NeuroSploit/neurosploit_agent/orchestrator.py

"""
Orchestrator for NeuroSploit v3.3.0.

Ties the pieces together: load the agent library, apply RL weights to pick and
rank specialist agents for the target, compose the single master prompt (the
`meta/orchestrator` playbook + the recon-aware agent catalog + the operating
contract), hand it to the chosen CLI backend with Playwright MCP, then read back
artifacts and feed the RL loop.
"""

import json
import os
from typing import Dict, List, Optional

from . import backends, mcp, models, report
from .agent_loader import AgentLibrary
from .config import RunConfig, PATHS, ensure_dirs
from .rl import RLEngine, outcomes_from_findings


def compose_master_prompt(cfg: RunConfig, lib: AgentLibrary, rl: RLEngine,
                          recon: Optional[dict]) -> str:
    weights = rl.weights() if cfg.use_rl else {}
    ranked = lib.ranked(recon, weights)
    if cfg.max_agents > 0:
        ranked = ranked[:cfg.max_agents]
    agent_index = lib.index_markdown(ranked, weights)
    rl_weights_txt = json.dumps({n: round(weights.get(n, 0.5), 2) for n in ranked[:40]}, indent=0)

    orch = lib.render("orchestrator", cfg.target,
                      recon_json=json.dumps(recon or {}), collaborator=cfg.collaborator) \
        if "orchestrator" in lib.meta else ""

    header = f"""# NeuroSploit v3.3.0 — Autonomous Engagement

You are running an AUTHORIZED, autonomous web penetration test.

TARGET: {cfg.target}
SCOPE: {cfg.scope or cfg.target}
RULES OF ENGAGEMENT: {cfg.rules_of_engagement}
OOB COLLABORATOR: {cfg.collaborator or '(none provided — skip OOB-only confirmations)'}
WORKDIR: {cfg.resolved_workdir()}

You have Playwright MCP (browser automation, JS execution, DOM/network capture,
screenshots) and local shell tools. Use the browser to PROVE client-side
execution; use the collaborator to PROVE blind/OOB issues.

## Specialist agent library
The `agents_md/` directory holds {lib.counts()['vulns']} vulnerability playbooks
and {lib.counts()['meta']} meta playbooks. For each specialist you choose to run,
open its file under `agents_md/vulns/<name>.md`, substitute the target and recon,
and follow its methodology and (strict) anti-false-positive System Prompt.

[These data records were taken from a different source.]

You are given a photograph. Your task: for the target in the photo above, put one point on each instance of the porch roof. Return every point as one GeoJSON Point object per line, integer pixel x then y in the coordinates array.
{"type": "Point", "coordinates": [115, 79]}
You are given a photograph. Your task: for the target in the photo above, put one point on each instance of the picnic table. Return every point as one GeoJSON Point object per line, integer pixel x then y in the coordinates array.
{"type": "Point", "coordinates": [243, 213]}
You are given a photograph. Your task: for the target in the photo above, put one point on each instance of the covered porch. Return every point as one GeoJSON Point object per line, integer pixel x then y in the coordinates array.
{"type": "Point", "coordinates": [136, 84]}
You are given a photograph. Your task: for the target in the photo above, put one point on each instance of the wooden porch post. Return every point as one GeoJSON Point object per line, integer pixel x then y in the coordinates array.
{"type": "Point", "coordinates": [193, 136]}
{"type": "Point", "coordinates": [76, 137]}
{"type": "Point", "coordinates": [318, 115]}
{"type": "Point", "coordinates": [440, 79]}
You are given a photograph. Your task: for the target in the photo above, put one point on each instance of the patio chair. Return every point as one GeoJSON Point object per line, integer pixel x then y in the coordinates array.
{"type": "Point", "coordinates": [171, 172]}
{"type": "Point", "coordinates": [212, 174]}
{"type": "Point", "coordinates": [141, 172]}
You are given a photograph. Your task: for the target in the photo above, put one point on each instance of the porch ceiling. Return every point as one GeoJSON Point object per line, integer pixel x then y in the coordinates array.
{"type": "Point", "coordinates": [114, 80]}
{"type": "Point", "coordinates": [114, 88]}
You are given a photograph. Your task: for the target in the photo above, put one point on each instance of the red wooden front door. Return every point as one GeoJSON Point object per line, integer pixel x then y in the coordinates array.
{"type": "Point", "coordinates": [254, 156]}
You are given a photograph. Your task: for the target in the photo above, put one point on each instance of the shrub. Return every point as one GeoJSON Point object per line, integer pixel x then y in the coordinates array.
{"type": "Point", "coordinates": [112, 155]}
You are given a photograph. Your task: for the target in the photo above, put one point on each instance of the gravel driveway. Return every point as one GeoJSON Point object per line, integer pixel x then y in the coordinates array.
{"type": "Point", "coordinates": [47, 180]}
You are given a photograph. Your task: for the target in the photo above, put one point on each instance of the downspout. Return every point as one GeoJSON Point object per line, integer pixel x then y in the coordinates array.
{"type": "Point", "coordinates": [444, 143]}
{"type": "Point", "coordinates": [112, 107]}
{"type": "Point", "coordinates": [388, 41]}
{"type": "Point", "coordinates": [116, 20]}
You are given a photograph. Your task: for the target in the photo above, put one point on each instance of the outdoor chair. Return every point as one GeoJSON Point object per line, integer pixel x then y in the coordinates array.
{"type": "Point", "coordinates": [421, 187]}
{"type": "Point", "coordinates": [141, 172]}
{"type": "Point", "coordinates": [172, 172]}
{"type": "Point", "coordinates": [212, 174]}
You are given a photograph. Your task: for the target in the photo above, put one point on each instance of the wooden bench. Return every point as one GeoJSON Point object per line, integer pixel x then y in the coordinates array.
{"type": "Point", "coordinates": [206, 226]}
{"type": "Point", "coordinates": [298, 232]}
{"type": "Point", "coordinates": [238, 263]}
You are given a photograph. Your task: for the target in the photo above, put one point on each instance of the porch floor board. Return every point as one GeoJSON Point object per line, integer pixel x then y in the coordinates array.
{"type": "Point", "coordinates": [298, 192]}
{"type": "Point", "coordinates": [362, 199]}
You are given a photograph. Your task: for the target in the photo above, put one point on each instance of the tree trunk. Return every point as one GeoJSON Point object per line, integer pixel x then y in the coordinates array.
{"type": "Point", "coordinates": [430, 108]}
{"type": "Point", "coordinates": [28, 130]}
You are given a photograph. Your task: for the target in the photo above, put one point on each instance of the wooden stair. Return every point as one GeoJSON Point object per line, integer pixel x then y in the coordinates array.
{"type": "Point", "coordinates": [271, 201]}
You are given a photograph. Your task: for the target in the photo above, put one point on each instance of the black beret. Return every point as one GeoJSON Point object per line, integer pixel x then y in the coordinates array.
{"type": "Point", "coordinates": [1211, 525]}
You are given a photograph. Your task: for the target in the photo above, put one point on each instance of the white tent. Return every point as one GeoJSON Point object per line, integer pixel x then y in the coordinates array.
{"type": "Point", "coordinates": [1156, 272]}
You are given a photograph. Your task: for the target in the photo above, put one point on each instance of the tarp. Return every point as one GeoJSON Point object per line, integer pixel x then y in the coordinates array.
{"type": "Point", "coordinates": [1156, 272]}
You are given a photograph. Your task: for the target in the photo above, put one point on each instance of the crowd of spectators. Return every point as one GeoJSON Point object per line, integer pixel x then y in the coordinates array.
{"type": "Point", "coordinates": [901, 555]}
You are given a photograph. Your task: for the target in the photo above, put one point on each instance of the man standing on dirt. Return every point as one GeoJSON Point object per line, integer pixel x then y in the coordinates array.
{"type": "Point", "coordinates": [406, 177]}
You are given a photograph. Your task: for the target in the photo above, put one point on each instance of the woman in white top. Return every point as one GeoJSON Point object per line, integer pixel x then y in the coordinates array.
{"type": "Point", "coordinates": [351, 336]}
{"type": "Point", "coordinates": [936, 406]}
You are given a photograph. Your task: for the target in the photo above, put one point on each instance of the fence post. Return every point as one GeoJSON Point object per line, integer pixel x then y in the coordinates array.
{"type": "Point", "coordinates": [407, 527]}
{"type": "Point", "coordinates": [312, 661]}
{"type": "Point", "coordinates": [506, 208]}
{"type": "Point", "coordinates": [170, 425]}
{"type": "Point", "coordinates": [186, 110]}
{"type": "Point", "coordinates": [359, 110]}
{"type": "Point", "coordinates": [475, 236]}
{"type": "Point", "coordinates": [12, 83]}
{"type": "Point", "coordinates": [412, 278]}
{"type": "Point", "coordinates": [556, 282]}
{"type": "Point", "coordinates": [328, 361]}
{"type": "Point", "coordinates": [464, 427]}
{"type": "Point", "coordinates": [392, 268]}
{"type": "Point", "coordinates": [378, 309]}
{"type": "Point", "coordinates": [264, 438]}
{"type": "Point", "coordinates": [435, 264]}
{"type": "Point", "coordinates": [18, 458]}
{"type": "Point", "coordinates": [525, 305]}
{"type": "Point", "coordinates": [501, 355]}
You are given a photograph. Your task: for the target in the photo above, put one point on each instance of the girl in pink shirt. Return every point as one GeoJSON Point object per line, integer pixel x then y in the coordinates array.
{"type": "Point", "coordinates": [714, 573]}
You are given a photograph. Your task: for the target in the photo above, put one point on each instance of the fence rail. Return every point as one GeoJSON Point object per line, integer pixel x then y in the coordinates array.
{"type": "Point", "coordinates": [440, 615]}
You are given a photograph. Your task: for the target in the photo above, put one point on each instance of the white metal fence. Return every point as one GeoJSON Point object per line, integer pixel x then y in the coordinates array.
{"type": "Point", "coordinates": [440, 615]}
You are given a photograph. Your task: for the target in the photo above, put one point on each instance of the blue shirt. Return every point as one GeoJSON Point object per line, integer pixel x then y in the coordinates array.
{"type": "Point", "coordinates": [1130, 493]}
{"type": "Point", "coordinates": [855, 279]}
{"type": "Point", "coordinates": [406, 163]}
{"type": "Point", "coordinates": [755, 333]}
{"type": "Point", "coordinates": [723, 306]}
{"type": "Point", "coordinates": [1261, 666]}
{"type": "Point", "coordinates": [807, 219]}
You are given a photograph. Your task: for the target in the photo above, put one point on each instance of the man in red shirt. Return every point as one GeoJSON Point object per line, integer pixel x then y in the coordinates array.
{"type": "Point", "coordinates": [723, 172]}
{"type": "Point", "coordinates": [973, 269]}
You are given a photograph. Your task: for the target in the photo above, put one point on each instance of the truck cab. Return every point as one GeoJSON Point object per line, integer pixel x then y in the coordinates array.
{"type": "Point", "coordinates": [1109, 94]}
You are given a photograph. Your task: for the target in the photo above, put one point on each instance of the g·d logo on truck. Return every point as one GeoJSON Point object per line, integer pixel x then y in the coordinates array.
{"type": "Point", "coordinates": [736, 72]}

### Recon-ranked candidate agents (by RL priority)
{agent_index}

### RL priors (higher = historically more productive on similar targets)
{rl_weights_txt}
"""

    contract = f"""
## Required pipeline (follow in order)
1. Run `agents_md/meta/recon.md` → write `results/recon.json`.
2. Re-rank the candidate agents above using recon + RL priors; skip agents with
   no applicable surface.
3. Execute each selected specialist; gather candidate findings WITH evidence.
4. For every candidate: `meta/exploit_validator.md` → `meta/false_positive_filter.md`.
   Discard anything not reproducibly exploitable.
5. Score survivors: `meta/severity_assessor.md` then `meta/impact_evaluator.md`.
6. `meta/reporter.md` → write `results/findings.json` AND `reports/report.md`.
7. `meta/rl_feedback.md` → write/merge `data/rl_state.json`.

## Evidence: screenshots (MANDATORY for confirmed findings)
For every confirmed finding, use Playwright MCP to capture a screenshot proving
the issue (e.g. the executed XSS alert/DOM, the exposed data, the error oracle).
Save it under `{cfg.resolved_workdir()}/shots/<finding-id>.png` and record that
relative path in the finding's `screenshot` field.

## Output contract (MANDATORY)
Write `results/findings.json` as a JSON array of objects:
{{"id","agent","title","severity","cvss","cwe","endpoint","payload","evidence","impact","remediation","confidence","validated","screenshot"}}
Only include findings with `validated: true`. If you find nothing, write `[]`.
Also write `results/agents_ran.json` as a JSON array of the agent names you executed,
and `results/activity.json` as an array of `{{"agent","status","note"}}` task records
so the dashboard can show what was executed.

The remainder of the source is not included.